Xia Weiwei, Yin Jie, Zhang Shuping, Guo Chuchu, Li Yuanyuan, Zhang Yue, Zhang Aihua, Jia Zhanjun, Chen Hongbing
Department of Clinical Laboratory, Children's Hospital of Nanjing Medical University, Nanjing, China.
Jiangsu Key Laboratory of Pediatrics, Nanjing Medical University, Nanjing, China.
Cell Physiol Biochem. 2018;49(5):2022-2034. doi: 10.1159/000493713. Epub 2018 Sep 21.
BACKGROUND/AIMS: Although a number of reports documented the important role of parkin in mitophagy, emerging evidence also indicated additional functions of parkin besides mitophagy. The present study was undertaken to investigate the role of parkin in the regulation of ERRα/eNOS pathway in endothelial cells (ECs).
Mouse aortic endothelial cells (MAECs) and cardiac muscle HL-1 cells were transfected with parkin plasmid or siRNA. ERRα inhibitor XCT-790, autophagy inhibitor 3-MA and Bafilomycin A1, and caspase inhibitor Z-VAD-FMK were used to block autophagy or apoptosis. Western blotting was performed to examine the protein levels. Flow cytometry was applied to determine the cell apoptosis and ROS production. Mitochondrial membrane potential was measured using JC-1 and TMRM. Immunoprecipitation was performed to confirm the parkin effect on ERRα ubiquitination.

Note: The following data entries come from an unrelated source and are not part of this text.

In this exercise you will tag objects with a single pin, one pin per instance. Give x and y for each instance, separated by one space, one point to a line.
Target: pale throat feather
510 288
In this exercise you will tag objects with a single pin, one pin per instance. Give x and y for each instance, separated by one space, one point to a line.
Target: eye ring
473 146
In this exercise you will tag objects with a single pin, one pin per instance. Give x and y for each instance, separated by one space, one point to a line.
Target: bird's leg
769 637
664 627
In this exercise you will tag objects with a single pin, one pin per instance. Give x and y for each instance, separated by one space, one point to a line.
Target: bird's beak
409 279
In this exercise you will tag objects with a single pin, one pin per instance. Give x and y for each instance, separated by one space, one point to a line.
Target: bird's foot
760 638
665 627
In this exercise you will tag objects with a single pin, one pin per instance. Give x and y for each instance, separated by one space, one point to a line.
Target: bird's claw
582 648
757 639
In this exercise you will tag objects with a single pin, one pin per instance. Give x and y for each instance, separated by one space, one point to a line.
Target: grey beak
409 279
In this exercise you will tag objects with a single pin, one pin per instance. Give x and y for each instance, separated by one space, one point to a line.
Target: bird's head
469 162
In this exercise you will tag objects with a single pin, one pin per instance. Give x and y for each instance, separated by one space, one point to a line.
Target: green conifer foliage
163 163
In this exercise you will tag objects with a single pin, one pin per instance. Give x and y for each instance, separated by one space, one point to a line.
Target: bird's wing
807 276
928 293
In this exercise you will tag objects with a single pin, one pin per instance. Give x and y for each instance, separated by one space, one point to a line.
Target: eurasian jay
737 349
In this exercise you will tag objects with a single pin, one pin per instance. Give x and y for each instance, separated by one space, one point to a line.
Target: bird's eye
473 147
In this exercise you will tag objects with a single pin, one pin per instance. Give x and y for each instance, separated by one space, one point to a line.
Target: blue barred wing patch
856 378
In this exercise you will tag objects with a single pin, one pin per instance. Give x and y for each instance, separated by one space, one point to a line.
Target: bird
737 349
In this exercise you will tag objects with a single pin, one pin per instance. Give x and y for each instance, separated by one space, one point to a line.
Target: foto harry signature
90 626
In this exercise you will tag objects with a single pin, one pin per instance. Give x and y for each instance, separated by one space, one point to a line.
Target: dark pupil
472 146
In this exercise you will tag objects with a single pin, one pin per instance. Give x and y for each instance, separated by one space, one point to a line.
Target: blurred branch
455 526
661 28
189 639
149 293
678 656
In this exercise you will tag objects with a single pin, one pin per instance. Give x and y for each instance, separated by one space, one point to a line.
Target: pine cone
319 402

Overexpression of parkin resulted in a significant reduction of total-eNOS and p-eNOS in parallel with the downregulation of ERRα (a regulator of eNOS) protein and the enhancement of ERRα ubiquitination. To test the role of ERRα in regulating eNOS in this experimental setting, we treated ECs with ERRα inhibitor and found a decrement of total-eNOS and p-eNOS. On the contrary, overexpression of ERRα increased the levels of total-eNOS and p-eNOS. Meanwhile, parkin overexpression induced mitochondrial dysfunction and cell apoptosis in both ECs and HL-1 cells. Finally, we confirmed that the parkin effect on the regulation of eNOS was independent of the autophagy and apoptosis.
These findings suggested that parkin overexpression downregulated eNOS possibly through the ubiquitination of ERRα in endothelial cells.
背景/目的:尽管许多报告记录了帕金蛋白在线粒体自噬中的重要作用,但新出现的证据也表明帕金蛋白除了线粒体自噬外还有其他功能。本研究旨在探讨帕金蛋白在内皮细胞(ECs)中对雌激素相关受体α/内皮型一氧化氮合酶(ERRα/eNOS)信号通路的调节作用。
用帕金质粒或小干扰RNA(siRNA)转染小鼠主动脉内皮细胞(MAECs)和心肌HL-1细胞。使用ERRα抑制剂XCT-790、自噬抑制剂3-甲基腺嘌呤(3-MA)和巴弗洛霉素A1以及半胱天冬酶抑制剂Z-VAD-FMK来阻断自噬或凋亡。采用蛋白质免疫印迹法检测蛋白水平。应用流式细胞术测定细胞凋亡和活性氧(ROS)生成。使用JC-1和四甲基罗丹明甲酯(TMRM)测量线粒体膜电位。进行免疫沉淀以证实帕金蛋白对ERRα泛素化的作用。
帕金蛋白过表达导致总内皮型一氧化氮合酶(total-eNOS)和磷酸化内皮型一氧化氮合酶(p-eNOS)显著减少,同时雌激素相关受体α(eNOS的调节因子)蛋白下调以及ERRα泛素化增强。为了在该实验环境中测试ERRα对eNOS调节的作用,我们用ERRα抑制剂处理内皮细胞,发现总-eNOS和p-eNOS减少。相反,ERRα过表达增加了总-eNOS和p-eNOS水平。同时帕金蛋白过表达在ECs和HL-1细胞中均诱导线粒体功能障碍和细胞凋亡。最后,我们证实帕金蛋白对eNOS的调节作用独立于自噬和凋亡。
这些发现表明,帕金蛋白过表达可能通过在内皮细胞中使ERRα泛素化而下调eNOS。